Create -> Evaluate -> Reflect -> Refine

My focus for the next two weeks of work is to read, collate, find key words and code data from a mixture of books and journals to help form my literature review. Alongside these literature studies I intend to dedicate at least one day a week on improving my practical abilities in Unreal Engine 4 to assist with the creation of prototypes later in this studentship.

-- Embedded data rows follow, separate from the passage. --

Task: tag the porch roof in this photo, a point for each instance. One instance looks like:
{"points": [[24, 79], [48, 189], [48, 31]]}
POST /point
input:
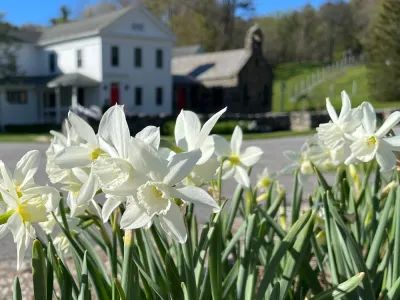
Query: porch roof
{"points": [[72, 79]]}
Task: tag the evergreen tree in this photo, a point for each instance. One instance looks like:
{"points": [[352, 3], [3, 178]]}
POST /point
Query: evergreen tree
{"points": [[384, 53]]}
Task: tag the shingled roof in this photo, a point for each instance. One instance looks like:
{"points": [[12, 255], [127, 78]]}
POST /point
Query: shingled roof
{"points": [[211, 66], [79, 28]]}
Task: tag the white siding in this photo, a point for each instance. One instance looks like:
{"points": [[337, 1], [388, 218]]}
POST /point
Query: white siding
{"points": [[148, 76], [66, 57], [19, 114]]}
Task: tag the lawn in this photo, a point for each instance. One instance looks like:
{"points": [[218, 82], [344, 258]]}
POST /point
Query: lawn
{"points": [[292, 74], [343, 81]]}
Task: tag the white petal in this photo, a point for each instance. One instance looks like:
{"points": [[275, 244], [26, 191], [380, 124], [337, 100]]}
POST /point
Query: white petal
{"points": [[241, 177], [346, 104], [150, 135], [197, 196], [74, 156], [119, 131], [389, 124], [7, 183], [88, 190], [207, 150], [109, 206], [331, 111], [172, 223], [251, 156], [84, 130], [369, 119], [191, 127], [180, 166], [26, 168], [207, 127], [144, 158], [50, 196], [222, 147], [3, 230], [236, 140], [134, 217]]}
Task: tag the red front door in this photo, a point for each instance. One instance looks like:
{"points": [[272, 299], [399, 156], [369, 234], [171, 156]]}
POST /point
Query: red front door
{"points": [[114, 93]]}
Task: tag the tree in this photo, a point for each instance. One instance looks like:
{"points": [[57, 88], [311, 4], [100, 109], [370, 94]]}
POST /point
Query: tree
{"points": [[8, 46], [64, 18], [384, 53]]}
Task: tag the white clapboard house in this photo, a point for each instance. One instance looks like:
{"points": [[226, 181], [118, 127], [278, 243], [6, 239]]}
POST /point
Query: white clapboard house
{"points": [[120, 57]]}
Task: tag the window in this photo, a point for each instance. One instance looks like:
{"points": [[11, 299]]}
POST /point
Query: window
{"points": [[138, 57], [79, 58], [138, 96], [114, 56], [17, 97], [159, 96], [52, 62], [159, 58]]}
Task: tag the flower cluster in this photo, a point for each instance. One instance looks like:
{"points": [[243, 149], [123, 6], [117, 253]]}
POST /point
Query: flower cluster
{"points": [[349, 138]]}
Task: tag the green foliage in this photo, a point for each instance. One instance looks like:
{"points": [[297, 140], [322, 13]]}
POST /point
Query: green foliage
{"points": [[384, 53], [268, 256]]}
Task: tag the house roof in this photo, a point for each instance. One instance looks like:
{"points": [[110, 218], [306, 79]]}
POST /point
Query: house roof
{"points": [[79, 28], [187, 50], [26, 80], [72, 79], [211, 66]]}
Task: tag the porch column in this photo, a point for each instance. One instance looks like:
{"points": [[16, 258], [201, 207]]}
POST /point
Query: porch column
{"points": [[58, 105], [74, 99]]}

Another thing of note is that although there are 3 PhD studentships the collaboration may not involve working together on practical projects, but may diverge more into information and knowledge sharing. There may be some practical project collaboration later, but it appears that we will all be working on a wide range of separate prototype videogames - at least in the early stages. There is no requirement for developing one (or more) polished video games by the end of this studentship.

Alexander TarvetComment
04/10/2017 PhD Studentship - Interactive Storytelling to Support Cancer Patients.
2eb020e3-5c6c-4370-a8ec-f5905a4477a9-Colour+Abertay+Uni+Logo.png

Today marked my first day at Abertay University as a PhD Student in Interactive Storytelling to Support Cancer Patients. I have been granted the amazing opportunity to work alongside two other talented designers - Alice Bowman and Robyn McMillan - on a collaborative interactive game with MacMillan Cancer Support to teach the public about different cancers, treatment options and side effects. Although, the details of what will be required or expected from this "Serious Game"/ series of serious games is yet to be defined. Kindly funded by Northwood Charitable Trust.

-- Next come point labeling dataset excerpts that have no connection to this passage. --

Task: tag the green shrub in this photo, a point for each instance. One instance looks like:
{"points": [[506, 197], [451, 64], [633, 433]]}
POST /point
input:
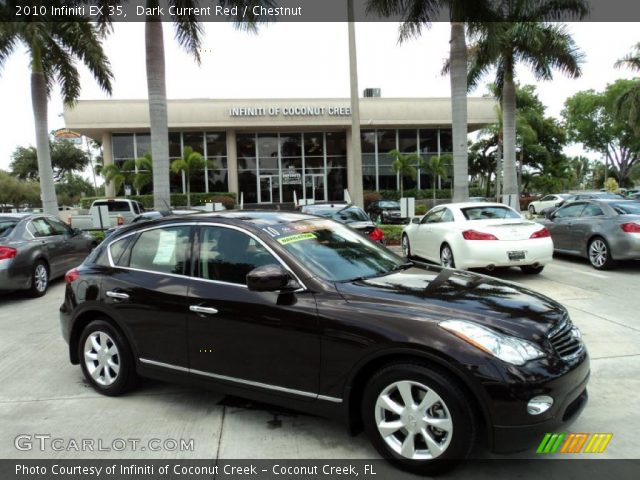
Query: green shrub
{"points": [[392, 233], [97, 235]]}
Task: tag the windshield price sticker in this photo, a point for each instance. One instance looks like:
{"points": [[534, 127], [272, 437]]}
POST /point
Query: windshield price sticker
{"points": [[296, 238]]}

Considering this is our first week of study, the majority of work that will be undertaken will consist of compiling and analysing literature as well as gaining an understanding our core strengths and viewing portfolios of previous works. I have also opted to attend a selection of undergraduate classes as a 'refresher' course to help strengthen my practical skills in preparation for the collaborative project as well as delivering lectures when required.

I was pleased to recently discover that my supervisors during my studentship will be Robin Sloan and Euan Dempster. Robin provided supervision during my Honours year of Game Design & Production Management when developing Forget-Me-Knot and writing my dissertation. Next Wednesday (11/10/17) a meeting will be hosted with the PhD students, supervisors and sponsors to clearly define the requirements and expectations from the collaborative project(s).

I will attach a link to this blog post with the Research Proposal I submitted to gain entry to this studentship. The proposal was a rough approximation of the field of research and study that I intend to undertake but this will likely evolve as time goes on.